The Hi-Pilot burner is a widely used test case for the study of premixed flames subjected to high-intensity turbulence. With an innovative turbulence generation system consisting of a radially slotted plate and a converging–diverging nozzle with turbulence generator jets at the throat, flames with high Reynolds- and Karlovitz numbers (> 99,000 and 415, respectively) have been studied in this piloted, premixed Bunsen burner. In this work we have applied experimental and computational tools to identify and characterize the mechanism or mechanisms by which these high turbulence intensities are achieved.

Large-scale oscillation of the high-velocity jet core about its own mean axial centerline is identified as an important feature of the turbulent flow field produced by this burner. The data shows this oscillation is linked to unsteady flow separation along the expanding section of the reactant nozzle. Particle image velocimetry (PIV), hot-wire anemometry (HWA) and high-fidelity, large-eddy simulation (LES) confirm the presence of large-scale, incoherent oscillation or “flapping” of the jet-core downstream of the burner exit. Consistent with previous studies in this burner, significant anisotropy is observed in the radial and axial velocity fluctuations. Proper orthogonal decomposition (POD) of both the measured and the computed velocity field data confirm this anisotropy results primarily from a large scale, low-frequency (ca. 100–300 Hz) oscillation of the jet core around the burner centerline. While this oscillation appears stochastic in nature, it occurs at frequencies below where the TKE spectra begins to follow a -5/3 power law, resulting in flow intermittency and a separation of scales in the turbulent flow. Analysis of the LES data confirms the presence of transient flow separation within the nozzle of the burner and shows it to be linked to the large-scale oscillation.

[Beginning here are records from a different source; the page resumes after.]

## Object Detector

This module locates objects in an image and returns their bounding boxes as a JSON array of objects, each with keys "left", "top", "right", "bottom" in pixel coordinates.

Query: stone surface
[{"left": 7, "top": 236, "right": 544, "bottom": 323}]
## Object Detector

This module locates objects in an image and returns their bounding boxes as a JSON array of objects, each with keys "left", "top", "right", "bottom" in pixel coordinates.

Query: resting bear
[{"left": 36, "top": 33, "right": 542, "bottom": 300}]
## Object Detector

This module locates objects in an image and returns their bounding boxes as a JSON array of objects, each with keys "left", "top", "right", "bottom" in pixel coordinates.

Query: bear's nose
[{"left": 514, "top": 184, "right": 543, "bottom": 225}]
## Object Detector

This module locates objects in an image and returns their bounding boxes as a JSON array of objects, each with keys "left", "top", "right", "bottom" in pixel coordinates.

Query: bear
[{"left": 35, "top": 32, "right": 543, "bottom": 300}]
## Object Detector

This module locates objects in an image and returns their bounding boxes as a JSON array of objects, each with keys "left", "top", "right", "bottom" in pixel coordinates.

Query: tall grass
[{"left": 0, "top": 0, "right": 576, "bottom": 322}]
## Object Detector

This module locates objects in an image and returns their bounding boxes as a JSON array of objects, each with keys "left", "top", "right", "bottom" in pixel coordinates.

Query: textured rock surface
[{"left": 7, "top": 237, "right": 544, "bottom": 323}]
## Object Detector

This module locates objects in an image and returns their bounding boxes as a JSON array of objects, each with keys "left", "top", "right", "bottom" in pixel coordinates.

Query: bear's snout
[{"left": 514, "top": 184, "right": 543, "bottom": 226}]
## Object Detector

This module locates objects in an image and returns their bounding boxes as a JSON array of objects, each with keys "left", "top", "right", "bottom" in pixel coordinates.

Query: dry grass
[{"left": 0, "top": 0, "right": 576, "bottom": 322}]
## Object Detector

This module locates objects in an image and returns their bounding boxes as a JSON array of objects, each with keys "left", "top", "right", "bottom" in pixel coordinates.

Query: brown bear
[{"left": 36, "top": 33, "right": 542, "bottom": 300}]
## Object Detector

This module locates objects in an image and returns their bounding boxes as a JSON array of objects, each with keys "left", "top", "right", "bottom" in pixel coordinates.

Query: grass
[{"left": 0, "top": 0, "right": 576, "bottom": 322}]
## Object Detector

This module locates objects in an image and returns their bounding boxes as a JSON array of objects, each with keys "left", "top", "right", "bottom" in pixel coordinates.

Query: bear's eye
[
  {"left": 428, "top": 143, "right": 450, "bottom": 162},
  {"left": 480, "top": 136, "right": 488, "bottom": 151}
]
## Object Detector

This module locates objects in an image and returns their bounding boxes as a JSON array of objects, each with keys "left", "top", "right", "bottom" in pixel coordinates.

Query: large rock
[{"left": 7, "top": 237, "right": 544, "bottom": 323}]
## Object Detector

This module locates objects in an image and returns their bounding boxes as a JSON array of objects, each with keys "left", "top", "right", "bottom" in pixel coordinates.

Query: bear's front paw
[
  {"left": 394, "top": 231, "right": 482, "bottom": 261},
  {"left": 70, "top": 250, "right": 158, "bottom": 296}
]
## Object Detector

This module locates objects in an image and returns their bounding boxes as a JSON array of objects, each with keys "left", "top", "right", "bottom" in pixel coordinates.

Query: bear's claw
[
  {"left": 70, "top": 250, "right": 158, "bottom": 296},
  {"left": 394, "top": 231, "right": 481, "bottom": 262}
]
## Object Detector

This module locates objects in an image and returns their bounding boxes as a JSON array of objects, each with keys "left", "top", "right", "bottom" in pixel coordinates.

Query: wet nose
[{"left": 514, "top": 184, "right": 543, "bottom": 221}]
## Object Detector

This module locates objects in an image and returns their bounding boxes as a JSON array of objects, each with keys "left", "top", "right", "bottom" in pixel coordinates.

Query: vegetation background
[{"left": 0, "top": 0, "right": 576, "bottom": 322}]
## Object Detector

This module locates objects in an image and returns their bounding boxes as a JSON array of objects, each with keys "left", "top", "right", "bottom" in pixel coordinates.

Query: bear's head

In conclusion, we find that the turbulent flow field of the Hi-Pilot burner represents high-intensity turbulence driven in large part by oscillation of a high velocity jet about the axial centerline of the burner. This oscillation results from flow-separation in the nozzle and results in a flow at the exit with significant scale separation in the TKE spectra. Although scale separation and intermittency are not unusual in turbulent flows, we note that in-nozzle flow separation is highly sensitive to both bulk-flow velocity and upstream turbulence characteristics. This insight should inform analysis, interpretation and modelling of earlier and future studies of this unique test case.